The tour terminated in New York City. After a few short months of auditions and odd jobs (including computerized astrology predictions), Eure became a cast member at the American Shakespeare Festival in Stratford, Connecticut. He joined such notables as Jane Alexander and Sada Thompson in The Tempest, Mourning Becomes Electra, Merry Wives of Windsor, and Twelfth Night, as well as many original works produced by the company. At the Bucks County Playhouse in Pennsylvania, he performed in West Side Story and then joined a musical comedy revue and traveled throughout the East Coast resort areas.

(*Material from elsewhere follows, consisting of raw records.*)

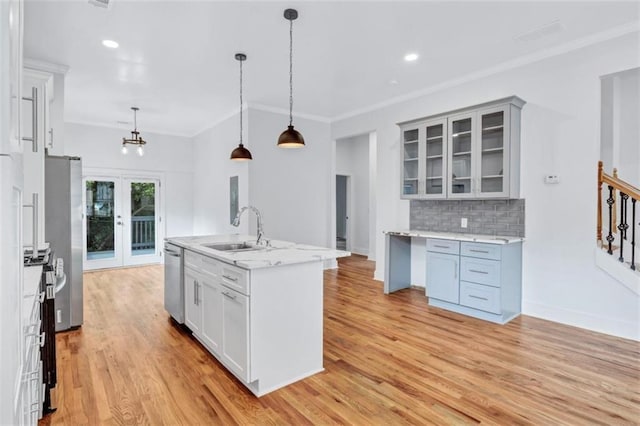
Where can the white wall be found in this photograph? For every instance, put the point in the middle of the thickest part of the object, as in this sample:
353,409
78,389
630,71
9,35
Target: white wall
171,156
212,170
291,187
560,135
352,158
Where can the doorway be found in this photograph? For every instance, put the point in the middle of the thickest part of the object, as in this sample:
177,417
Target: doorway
121,221
342,212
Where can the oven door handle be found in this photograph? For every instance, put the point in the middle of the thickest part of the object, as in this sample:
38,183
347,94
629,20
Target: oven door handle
60,282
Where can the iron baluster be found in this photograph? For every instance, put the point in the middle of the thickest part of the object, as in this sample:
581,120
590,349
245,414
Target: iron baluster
610,202
622,227
633,234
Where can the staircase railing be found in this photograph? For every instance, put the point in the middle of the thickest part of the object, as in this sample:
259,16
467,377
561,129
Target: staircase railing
626,192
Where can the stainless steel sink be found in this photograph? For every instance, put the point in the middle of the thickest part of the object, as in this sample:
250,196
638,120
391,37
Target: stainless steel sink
232,247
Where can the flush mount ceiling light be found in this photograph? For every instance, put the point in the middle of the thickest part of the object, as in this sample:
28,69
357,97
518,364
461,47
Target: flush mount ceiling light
110,44
410,57
241,153
135,139
290,138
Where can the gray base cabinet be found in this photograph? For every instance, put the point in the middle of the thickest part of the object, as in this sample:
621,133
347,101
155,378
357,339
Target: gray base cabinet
483,280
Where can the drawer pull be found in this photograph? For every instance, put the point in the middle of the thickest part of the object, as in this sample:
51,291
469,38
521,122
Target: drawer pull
230,296
478,297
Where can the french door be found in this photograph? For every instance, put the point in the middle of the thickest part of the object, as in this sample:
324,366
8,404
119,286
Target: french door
121,221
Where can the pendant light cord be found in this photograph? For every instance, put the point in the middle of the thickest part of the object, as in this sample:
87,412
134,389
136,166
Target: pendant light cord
240,102
290,72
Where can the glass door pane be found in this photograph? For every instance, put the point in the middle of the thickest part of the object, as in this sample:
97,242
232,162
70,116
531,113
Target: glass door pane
143,218
141,208
101,222
410,163
492,154
435,159
461,136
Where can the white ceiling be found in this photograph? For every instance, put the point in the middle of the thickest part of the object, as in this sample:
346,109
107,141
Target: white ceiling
176,58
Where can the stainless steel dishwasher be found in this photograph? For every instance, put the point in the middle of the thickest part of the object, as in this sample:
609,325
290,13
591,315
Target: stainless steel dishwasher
173,288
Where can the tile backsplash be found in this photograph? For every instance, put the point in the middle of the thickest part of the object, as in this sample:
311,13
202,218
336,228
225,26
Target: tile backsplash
487,217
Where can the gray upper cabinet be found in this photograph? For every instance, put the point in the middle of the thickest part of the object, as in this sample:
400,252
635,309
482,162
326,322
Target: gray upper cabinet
468,153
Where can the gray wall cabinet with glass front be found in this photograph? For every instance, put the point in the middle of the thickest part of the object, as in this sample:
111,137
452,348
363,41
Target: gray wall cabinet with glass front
468,153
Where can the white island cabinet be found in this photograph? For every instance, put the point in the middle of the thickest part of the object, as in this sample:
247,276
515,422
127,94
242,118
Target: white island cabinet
258,311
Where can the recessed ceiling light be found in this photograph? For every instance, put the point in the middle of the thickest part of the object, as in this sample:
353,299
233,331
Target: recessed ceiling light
410,57
110,44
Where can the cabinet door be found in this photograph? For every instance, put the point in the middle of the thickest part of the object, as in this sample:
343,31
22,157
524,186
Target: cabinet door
461,167
443,278
192,308
493,152
411,147
435,158
211,312
34,121
235,332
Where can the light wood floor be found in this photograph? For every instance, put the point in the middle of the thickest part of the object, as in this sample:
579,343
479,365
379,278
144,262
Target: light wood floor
388,360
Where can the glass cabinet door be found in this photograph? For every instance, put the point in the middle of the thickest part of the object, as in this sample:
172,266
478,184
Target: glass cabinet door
435,158
492,152
460,172
410,162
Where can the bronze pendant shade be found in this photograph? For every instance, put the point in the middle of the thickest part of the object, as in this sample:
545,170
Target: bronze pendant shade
290,138
240,153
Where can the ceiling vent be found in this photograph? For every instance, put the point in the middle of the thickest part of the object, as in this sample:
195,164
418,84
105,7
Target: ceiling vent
101,3
554,27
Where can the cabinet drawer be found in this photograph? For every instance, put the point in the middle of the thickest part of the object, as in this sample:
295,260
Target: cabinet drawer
483,251
481,271
191,259
443,246
480,297
235,278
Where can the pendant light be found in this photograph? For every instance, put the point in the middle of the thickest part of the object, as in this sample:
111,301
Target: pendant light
290,138
241,153
135,139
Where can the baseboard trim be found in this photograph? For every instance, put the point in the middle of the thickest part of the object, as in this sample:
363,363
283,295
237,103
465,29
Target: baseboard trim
600,324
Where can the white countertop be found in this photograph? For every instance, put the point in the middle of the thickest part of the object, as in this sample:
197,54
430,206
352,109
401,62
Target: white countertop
489,239
278,253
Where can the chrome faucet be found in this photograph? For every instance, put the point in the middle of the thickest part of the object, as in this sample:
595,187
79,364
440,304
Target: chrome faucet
236,221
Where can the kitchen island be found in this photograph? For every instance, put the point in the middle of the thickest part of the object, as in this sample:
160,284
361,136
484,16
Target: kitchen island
257,309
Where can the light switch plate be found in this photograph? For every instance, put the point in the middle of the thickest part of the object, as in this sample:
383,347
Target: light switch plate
551,179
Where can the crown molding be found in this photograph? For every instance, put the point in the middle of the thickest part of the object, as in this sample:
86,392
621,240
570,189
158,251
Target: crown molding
38,65
610,34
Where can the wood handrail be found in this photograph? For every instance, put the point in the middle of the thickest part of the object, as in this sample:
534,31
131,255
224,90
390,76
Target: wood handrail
618,185
621,186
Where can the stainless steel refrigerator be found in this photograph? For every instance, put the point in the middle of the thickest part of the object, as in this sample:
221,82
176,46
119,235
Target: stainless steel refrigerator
63,231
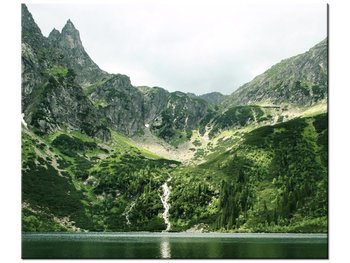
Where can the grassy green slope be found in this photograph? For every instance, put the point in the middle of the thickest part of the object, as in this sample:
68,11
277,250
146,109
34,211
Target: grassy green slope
271,179
274,180
72,182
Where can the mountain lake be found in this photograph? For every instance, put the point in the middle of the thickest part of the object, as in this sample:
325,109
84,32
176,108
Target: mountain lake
149,245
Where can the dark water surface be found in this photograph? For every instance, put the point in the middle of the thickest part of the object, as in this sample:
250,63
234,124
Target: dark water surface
172,245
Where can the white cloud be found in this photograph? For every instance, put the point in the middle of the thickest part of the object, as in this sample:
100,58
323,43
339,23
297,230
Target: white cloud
189,46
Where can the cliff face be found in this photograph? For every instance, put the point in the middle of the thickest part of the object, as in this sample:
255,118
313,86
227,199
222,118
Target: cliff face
63,88
300,80
52,98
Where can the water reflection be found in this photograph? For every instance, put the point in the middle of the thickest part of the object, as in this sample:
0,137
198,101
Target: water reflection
165,251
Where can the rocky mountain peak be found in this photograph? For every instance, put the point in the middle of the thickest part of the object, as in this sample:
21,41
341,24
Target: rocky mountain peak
70,36
54,35
31,33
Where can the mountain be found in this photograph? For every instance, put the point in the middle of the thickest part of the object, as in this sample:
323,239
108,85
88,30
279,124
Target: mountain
99,154
69,49
60,79
213,97
300,80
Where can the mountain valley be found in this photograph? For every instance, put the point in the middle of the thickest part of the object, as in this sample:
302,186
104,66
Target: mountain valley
99,154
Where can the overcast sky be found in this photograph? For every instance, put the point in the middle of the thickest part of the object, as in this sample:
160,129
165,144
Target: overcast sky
191,47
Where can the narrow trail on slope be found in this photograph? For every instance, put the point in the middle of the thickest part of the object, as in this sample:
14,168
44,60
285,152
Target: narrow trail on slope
165,200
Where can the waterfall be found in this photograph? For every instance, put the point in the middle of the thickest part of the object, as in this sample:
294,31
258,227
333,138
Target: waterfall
126,213
165,200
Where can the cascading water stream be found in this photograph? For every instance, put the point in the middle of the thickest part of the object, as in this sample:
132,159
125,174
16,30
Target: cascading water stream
165,200
126,214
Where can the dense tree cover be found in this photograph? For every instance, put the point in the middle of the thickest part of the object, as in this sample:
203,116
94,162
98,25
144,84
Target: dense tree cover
273,179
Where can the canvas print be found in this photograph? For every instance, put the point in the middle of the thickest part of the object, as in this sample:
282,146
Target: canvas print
174,130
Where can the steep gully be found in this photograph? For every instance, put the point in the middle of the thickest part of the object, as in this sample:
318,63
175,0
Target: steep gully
165,200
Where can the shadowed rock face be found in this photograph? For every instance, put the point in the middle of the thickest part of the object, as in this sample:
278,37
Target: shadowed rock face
299,80
63,87
111,100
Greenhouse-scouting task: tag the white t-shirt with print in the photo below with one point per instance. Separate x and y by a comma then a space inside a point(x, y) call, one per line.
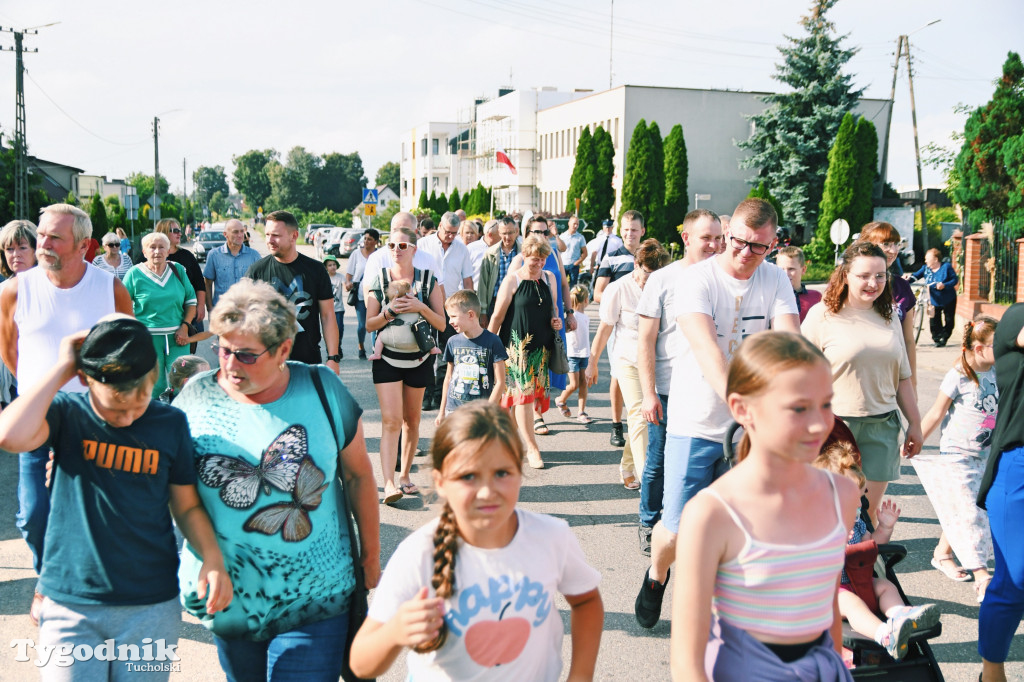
point(619, 308)
point(503, 622)
point(739, 307)
point(656, 303)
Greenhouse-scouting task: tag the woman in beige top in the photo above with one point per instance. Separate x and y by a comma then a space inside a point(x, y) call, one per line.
point(857, 330)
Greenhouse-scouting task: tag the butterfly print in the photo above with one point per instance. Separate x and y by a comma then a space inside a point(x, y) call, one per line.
point(292, 518)
point(240, 481)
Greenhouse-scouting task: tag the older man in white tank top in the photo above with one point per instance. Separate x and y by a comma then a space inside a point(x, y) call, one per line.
point(60, 296)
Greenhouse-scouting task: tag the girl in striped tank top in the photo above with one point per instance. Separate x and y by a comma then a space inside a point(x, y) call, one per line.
point(765, 543)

After moving to Los Angeles, Eure was hired to star in Kaye Ballard's projected new series, The Organic Vegetables, created and produced by the team who did The Monkees. Subsequently, Eure was hired to replace David Cassidy on The Partridge Family, but the show was canceled before a new season started.
For eight years, he starred in NBC-TV's Emmy-winning Days of our Lives, playing the role of Mike Horton. He also starred as Will Marshall in Sid and Marty Krofft's popular children's adventure series, Land of the Lost, which led NBC's Saturday morning line-up for three years.
Eure co-produced, wrote and acted in Fox Television's hidden-camera shows Totally Hidden Video and Payback. He also wrote and directed Spy TV for NBC. He was the host of Nickelodeon game show Finders Keepers. He co-created PBS Kids’s Emmy-nominated animated series for preschoolers called Dragon Tales, now in its sixth year. It is produced by The Children’s Television Workshop and Sony Pictures.
Eure also hosted an educational DVD called Power Over Poison to teach kids how to avoid poisons, produced by WQED, the PBS station in Pittsburgh. Eure was a regular on such game shows as Password and Match Game. Channel 9 TV in Australia hired Wesley to be the permanent host of their Tonight Show, but lost a ten-month immigration battle with Actor's Equity in Australia.
Eure received top billing in Hanna-Barbera's comedy C.H.O.M.P.S, which also starred Valerie Bertinelli, Red Buttons, Jim Backus, Hermione Baddeley and Conrad Bain. He appeared as the fiendish murderer in The Toolbox Murders and the nasty guy who gets eaten by snakes in Jennifer. About his time filming Jennifer, Eure claims he had a difficult time working with the various snakes on set, including the large Boa snake that features during the climax.[1]
According to his website and a recent interview, Eure and his Land of the Lost co-star, Kathy Coleman will no longer have cameo appearances in the 2009 film, Land of the Lost starring Will Ferrell, as they were edited out of the final cut. [1]
His children's novel The Red Wings of Christmas, published by Pelican, has been called "the new American classic" by CNN, and was optioned by Disney for a full-length animated feature. The book was illustrated by Ron Palillo--Arnold Horshack on the 1970s TV series Welcome Back, Kotter.
Wesley’s fifth book, A Fish Out of Water, is his first pre-schooler book. The story of a bird and a fish that fall in love and make it work, it is used by schools to teach racial tolerance. The graduate art students at Meredith College in Raleigh, North Carolina illustrate it. His new book, The Whale That Ate the Storm, will soon be released.
Knightsbridge Publishing released two of his humor books, Fun with Fax and On-the-Wall Off-the-Wall Office Humor.